Когда каменщика и ополченца Людвига Гедике откопали, его открытый в неистовом крике рот был забит землей, лицо было синюшным и почерневшим, биение сердца не прослушивалось. Если бы два санитара, в чьи руки он попал, не заключили пари о том, выживет он или не выживет, то вскоре его опять зарыли бы в землю. Тем, что ему снова пришлось увидеть солнце и залитый солнцем мир, он был обязан десяти сигаретам, поставленным на кон в этом споре.
Искусственное дыхание, которое делали оба санитара, ни к какому конкретному результату не привело, хотя оба совершенно выбились из сил, пот катился с них градом; но они все же взяли его с собой, внимательно следя за ним и постоянно чертыхаясь в его адрес, поскольку никак невозможно было понять загадку его жизни или в данном случае смерти, и они не преминули подсунуть его врачам. Так что объект их спора четыре дня лежал в лазарете, кожа его почернела, он не шевелился, Теплилась ли в этом теле маленькая жизнь, или эта крошечная жизнь была изгнана из руин тела болью и удушьем, или же имела место едва уловимая отрадная пульсация на самом краю бездонной пропасти, нам это было неведомо, а ополченец Гедике не имел ни малейшей возможности дать нам на сей счет справку.
Затем очень медленно, крошечными, так сказать, шажками начала входить в его тело жизнь, и эта медлительность, эта осторожность соответствовали ситуации и казались естественными, поскольку его раздавленному телу были крайне противопоказаны какие бы то ни было движения. В течение многих бесконечных дней Людвиг Гедике напоминал младенца (каким он был сорок лет назад), охваченный необъяснимым желанием и совершенно не ощущающий этого желания. Обладай он такой способностью, то наверняка захныкал бы в поисках материнского молока, и, действительно, вскоре настало время, когда он начал жалобно хныкать. Впервые это случилось во время перевозки и на слух воспринималось как непрерывное хныканье новорожденного; никто не хотел лежать рядом с ним, а как-то ночью один из соседей даже запустил в него чем-то. Иногда думали, что он в итоге загнется с голоду, поскольку у врачей не было никакой возможности вливать ему питательную смесь. Факт, свидетельствующий о том, что в нем теплилась жизнь, не поддавался никакому объяснению, а предположение старшего полкового врача Куленбека, из которого следовало, что тело живет за счет всей вжатой под кожу крови, едва ли заслуживало того, чтобы называться мнением, не говоря уже о том, чтобы быть теорией, Особенно исхудала нижняя половина тела. Его обворачивали холодными компрессами, но невозможно было узнать, приносят ли эти процедуры облегчение. Да, вероятно он больше и не страдал столь сильно, поскольку хныканье стало постепенно затихать, Но через несколько дней оно возобновилось с еще большей силой: казалось- или можно себе просто представить, что казалось, — будто Людвиг Гедике по кусочкам получает обратно свою душу и что каждый из таких кусочков приносится к нему на волне мук. И так было, должно быть, на самом деле, хотя невозможно было ничем подтвердить, что боль разорванной на атомы и изуродованной души, которой приходилось снова собираться в одно целое, была сильнее, чем любая другая боль, ужасней, чем боли головного мозга, сотрясающегося от постоянно повторяющихся судорог, невыносимей, чем все телесные муки, сопровождающие этот процесс.

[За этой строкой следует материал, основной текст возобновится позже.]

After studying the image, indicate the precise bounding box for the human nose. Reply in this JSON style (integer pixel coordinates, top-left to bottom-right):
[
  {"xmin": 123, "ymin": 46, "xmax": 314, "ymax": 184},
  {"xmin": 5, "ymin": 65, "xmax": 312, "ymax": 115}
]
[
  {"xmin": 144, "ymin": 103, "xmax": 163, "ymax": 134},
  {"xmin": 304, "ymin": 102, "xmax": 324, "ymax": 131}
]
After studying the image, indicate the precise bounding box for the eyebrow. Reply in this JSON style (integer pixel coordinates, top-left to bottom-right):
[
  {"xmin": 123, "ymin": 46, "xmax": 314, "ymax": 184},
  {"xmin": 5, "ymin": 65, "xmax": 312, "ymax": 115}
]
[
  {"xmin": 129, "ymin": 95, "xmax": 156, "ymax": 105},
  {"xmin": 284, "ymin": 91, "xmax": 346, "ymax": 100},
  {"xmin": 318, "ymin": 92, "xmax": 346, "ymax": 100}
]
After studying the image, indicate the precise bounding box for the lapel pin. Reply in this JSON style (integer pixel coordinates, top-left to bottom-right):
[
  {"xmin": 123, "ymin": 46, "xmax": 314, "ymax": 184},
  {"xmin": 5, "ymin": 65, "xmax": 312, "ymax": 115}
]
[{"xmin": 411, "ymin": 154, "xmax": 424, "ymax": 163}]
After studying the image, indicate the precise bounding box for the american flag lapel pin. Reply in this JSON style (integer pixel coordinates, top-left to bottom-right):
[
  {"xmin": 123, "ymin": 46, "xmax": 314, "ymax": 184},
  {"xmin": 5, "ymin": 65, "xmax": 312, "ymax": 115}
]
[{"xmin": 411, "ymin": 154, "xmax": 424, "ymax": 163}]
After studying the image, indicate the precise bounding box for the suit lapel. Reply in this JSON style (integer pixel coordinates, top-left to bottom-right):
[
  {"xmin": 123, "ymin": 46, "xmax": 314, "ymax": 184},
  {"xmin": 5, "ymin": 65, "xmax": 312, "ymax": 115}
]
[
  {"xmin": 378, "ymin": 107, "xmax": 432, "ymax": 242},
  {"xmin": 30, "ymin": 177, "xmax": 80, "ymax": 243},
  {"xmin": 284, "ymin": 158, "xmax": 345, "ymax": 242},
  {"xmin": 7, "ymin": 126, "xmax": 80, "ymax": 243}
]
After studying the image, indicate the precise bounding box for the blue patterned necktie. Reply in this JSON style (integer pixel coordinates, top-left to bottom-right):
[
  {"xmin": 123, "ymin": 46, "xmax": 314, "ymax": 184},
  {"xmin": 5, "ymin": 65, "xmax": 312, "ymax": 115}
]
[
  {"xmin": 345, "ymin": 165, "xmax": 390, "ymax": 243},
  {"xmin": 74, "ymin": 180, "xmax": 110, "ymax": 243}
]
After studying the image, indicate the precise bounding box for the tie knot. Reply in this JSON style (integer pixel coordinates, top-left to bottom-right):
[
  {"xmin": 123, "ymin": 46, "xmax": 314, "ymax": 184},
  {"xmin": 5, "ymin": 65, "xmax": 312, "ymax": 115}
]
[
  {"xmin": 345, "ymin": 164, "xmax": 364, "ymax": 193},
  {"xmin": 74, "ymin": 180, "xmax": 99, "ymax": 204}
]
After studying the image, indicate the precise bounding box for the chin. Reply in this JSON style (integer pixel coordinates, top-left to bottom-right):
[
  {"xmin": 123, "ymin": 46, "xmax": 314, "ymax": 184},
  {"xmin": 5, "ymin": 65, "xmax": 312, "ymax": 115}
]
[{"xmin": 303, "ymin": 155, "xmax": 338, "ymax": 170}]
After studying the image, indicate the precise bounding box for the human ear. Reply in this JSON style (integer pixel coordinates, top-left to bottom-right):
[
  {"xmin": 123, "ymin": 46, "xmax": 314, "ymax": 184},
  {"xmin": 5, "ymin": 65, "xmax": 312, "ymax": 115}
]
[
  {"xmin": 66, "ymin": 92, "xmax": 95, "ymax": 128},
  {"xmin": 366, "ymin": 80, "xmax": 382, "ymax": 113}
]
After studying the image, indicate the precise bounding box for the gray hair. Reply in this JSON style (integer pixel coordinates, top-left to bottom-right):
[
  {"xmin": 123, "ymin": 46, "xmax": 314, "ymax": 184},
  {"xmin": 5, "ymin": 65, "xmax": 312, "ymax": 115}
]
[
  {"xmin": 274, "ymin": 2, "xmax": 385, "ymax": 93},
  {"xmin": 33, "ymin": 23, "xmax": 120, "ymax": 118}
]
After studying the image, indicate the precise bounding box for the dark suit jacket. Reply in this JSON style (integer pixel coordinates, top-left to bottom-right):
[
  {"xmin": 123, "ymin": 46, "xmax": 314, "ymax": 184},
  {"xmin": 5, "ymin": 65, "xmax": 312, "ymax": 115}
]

Так и лежал ополченец Гедике в своей кровати на накачанных воздухом резиновых кольцах, и когда в его истощенное тело, в которое невозможно было проникнуть по-другому, медленно вводили питательные клизмы, собиралась его душа — непонятно для старшего полкового врача Куленбека, непонятно для обер-лейтенанта медицинской службы Флуршютца, непонятно для медсестры Карлы, — в муках собиралась его душа в то, что называлось его "Я".
Проснулся Хугюнау рано: он ведь человек старательный. Приличная комната, а не клетушка, как у того пастора; хорошая постель. Хугюнау потянулся, затем попытался сориентироваться в окружающей его действительности.